Wie im Romanzyklus stellt die Netflix-Serie diese Welt zunächst aus den Augen von Geralt dar, der rastlos von Königreich zu Königreich reist, um seine Dienste im Kampf gegen schädliche Monster feilzubieten. Dabei zeigt er sich geschäftstüchtig, wortkarg und distanziert und will von Heldentum grundsätzlich nichts wissen. Um sich als solcher aufzuspielen, müsste er erst mit all den Vorurteilen gegenüber Menschen seiner Gattung aufräumen. So wird den von Menschenhand mit brutalen Mitteln erschaffenen Hexern etwa nachgesagt, sie könnten keine Gefühle empfinden. Sehr schnell werden sie entsprechend zu Verantwortlichen für jegliche Art von Gräueln erklärt. So ist Geralt bereits am Ende der ersten Folge trotz bester Absichten der Spitzname „Schlächter von Blaviken“ sicher.

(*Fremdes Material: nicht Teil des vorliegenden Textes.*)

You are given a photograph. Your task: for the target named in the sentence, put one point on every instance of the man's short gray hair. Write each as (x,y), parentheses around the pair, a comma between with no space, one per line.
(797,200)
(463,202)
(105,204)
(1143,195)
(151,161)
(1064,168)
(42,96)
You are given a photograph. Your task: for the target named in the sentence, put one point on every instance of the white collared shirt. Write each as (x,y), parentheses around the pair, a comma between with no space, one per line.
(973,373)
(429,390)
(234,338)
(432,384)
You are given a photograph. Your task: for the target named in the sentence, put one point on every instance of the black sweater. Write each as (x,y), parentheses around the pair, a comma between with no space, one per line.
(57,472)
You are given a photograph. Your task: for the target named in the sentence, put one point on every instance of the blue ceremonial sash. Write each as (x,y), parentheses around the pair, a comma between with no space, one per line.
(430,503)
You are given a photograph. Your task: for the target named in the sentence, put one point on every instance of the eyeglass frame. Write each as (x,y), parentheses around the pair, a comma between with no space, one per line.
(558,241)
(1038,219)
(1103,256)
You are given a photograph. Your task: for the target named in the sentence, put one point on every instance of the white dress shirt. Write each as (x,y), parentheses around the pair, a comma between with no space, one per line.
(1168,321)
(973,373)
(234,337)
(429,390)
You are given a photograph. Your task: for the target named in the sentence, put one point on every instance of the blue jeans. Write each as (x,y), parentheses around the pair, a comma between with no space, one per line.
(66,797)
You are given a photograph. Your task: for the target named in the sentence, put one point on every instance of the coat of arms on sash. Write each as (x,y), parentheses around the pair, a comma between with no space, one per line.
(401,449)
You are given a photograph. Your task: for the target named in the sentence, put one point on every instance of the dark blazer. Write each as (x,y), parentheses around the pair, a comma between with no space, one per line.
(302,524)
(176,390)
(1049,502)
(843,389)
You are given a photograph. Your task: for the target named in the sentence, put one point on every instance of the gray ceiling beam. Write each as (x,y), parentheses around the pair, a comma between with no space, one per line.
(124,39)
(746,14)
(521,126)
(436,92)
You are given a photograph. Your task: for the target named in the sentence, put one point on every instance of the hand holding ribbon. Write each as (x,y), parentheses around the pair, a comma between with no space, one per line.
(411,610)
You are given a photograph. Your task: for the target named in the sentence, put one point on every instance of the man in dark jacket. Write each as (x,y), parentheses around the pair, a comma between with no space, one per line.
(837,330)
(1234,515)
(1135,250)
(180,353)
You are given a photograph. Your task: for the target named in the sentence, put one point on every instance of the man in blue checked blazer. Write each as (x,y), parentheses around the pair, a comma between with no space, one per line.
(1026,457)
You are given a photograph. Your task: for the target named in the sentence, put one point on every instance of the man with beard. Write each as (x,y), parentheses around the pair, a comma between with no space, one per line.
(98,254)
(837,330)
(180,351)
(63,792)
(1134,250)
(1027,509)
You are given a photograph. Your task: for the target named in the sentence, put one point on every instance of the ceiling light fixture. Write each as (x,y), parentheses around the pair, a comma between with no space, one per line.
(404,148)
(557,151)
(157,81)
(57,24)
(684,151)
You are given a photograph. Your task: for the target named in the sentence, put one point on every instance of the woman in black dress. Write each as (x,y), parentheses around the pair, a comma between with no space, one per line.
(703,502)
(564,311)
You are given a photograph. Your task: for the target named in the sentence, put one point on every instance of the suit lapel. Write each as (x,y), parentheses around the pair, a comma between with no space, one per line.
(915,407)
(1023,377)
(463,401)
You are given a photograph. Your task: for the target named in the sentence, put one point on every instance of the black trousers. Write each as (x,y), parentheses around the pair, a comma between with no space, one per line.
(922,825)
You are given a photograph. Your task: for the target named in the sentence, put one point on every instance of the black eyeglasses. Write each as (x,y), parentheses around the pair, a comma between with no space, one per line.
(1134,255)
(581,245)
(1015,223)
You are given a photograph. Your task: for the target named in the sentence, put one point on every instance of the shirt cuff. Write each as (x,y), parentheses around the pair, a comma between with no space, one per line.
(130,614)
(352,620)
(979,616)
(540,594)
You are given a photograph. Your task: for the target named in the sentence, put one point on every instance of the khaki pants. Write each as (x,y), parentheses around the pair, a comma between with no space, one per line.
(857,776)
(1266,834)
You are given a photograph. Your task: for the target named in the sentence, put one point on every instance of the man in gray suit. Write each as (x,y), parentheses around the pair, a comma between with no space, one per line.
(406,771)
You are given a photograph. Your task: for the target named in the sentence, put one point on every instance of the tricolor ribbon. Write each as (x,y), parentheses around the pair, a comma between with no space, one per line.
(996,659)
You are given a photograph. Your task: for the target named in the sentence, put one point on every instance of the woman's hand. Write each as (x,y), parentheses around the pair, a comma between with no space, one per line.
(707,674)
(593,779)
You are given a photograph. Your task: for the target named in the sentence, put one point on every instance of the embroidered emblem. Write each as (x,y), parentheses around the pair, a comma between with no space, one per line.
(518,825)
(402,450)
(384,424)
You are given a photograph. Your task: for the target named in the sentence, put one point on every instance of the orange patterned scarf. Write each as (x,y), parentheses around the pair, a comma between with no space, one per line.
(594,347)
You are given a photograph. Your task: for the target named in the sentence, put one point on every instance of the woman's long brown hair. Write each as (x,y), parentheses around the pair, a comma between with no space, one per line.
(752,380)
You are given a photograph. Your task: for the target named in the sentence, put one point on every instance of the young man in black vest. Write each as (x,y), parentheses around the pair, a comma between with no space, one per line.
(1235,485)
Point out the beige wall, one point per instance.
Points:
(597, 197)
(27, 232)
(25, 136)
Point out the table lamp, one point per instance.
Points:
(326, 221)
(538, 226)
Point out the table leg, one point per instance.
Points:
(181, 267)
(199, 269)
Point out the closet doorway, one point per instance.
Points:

Dies allein ist schon spannend und kurzweilig genug inszeniert und von Henry Cavill angenehm pointiert gespielt. Aber The Witcher wartet mit zwei weiteren Hauptfiguren auf, deren Geschichten nicht nur genauso viel Raum wie die von Geralt einnehmen. Sie geben dieser Serie erst eine episodenumspannende Richtung und dem Titelhelden eine Motivation. Zum einen wäre dies die junge Ciri (Freya Allan). Sie ist die Enkelin der kämpferischen Königin Calanthe (Jodhi May), die im Norden über das Königreich Cintra herrscht. Dieses wird in der ersten Episode von Truppen des expansiven südlichen Kaiserreichs Nilfgaard überrannt, was dazu führt, dass Ciri ihr Heim und ihre Großeltern verliert und sich fortan auf der Flucht befindet. Nur eines konnten ihr ihre Beschützer noch mit auf den Weg geben: Sie muss Geralt von Riva finden.

Magie, die ihren Preis hat

Die andere und für mich interessanteste Figur in dieser Triade heißt Yennefer von Vengerberg (Anya Chalotra), die es von Geburt an aufgrund einer körperlichen Behinderung äußerst schwer hat. Aufgrund ihres krummen Rückens ist sie der grausam verspottete Dorfsonderling, für den nicht einmal ihre Familie viel übrig hat. Aber ihr Leben erhält eine drastische Wendung, als sie von der resoluten Magierin Tissaia de Vries (MyAnna Buring) für einen Spottbetrag gekauft (!) wird. Fortan wird Yennefer, die von jeher über kaum kontrollierbare Zauberkräfte verfügt, auf der Festung Aretuza zur Magierin ausgebildet.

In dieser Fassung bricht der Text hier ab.